Introduction: The goals in the treatment of radial club hand are to correct the wrist deformity, to maintain the corrected position, to provide wrist-like mobility and to preserve the maximal forearm longitudinal growth capacity as well as to achieve an acceptable cosmetic result (Vilkki 1998). However, in fact, it is difficult to acquire alignment as well as mobility. We developed a new approach that tries to solve the problem of radial club hand by a combination of bone lengthening of the radius and temporary external fixation between ulna and metacarpals.
Materials and Methods: Five radial club hands have been treated with the new method, radius lengthening with external fixation to support the radial side. All hands were Bayne type I (short distal radius) or II (hypoplastic radius). The age of the patients at the time of operation was from 21 to 59 months (mean, 36.0 months).
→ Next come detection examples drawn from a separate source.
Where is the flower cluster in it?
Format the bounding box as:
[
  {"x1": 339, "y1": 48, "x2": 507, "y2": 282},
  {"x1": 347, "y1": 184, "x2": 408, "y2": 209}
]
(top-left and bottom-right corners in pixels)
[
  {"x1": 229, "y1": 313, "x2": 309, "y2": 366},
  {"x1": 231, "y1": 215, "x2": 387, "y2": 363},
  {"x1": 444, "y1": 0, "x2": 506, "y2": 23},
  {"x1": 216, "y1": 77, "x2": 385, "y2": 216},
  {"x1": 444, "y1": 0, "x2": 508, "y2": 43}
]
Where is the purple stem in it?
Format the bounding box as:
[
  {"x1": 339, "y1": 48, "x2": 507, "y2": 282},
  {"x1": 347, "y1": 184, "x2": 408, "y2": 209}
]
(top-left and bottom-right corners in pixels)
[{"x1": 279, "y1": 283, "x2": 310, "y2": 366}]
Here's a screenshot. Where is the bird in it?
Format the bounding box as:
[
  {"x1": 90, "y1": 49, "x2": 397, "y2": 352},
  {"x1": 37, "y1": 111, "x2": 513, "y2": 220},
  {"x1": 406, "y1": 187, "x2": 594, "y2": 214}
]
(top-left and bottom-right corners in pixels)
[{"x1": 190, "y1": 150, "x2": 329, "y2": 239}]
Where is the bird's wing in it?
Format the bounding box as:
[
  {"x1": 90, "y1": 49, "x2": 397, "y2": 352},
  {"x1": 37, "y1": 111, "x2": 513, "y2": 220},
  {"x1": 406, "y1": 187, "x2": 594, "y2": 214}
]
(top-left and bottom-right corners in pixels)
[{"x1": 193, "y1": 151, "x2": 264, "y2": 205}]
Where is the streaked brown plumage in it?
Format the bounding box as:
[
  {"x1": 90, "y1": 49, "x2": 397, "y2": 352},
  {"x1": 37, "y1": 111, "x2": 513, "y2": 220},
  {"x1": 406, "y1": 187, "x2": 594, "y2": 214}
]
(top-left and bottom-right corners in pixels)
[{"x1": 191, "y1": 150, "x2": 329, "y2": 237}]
There were three male and two female patients. Two had TAR syndrome and useful thumbs were present. Pollicization has been done for absent thumb in two cases after wrist treatment. The follow-up period was from 25 to 55 months (mean, 38.4 months).
Results: Healing index of the radius was from 72.2 to 298.9 day/cm (mean, 176.8 day/cm). The radial/ulnar flexion was 80.0/-8.0 degrees before surgery and 29.0/15.0 degrees at the time of the final follow-up. All cases were able to hold and bring an object to mouth. Two cases were able to rotate a peg and three cases were not.
Conclusion: In the present series, all cases have shown ADL improvement with better range of motion despite poor healing index. Our novel method can be performed for the cases with mild (Bayne type I or II) radial club hand.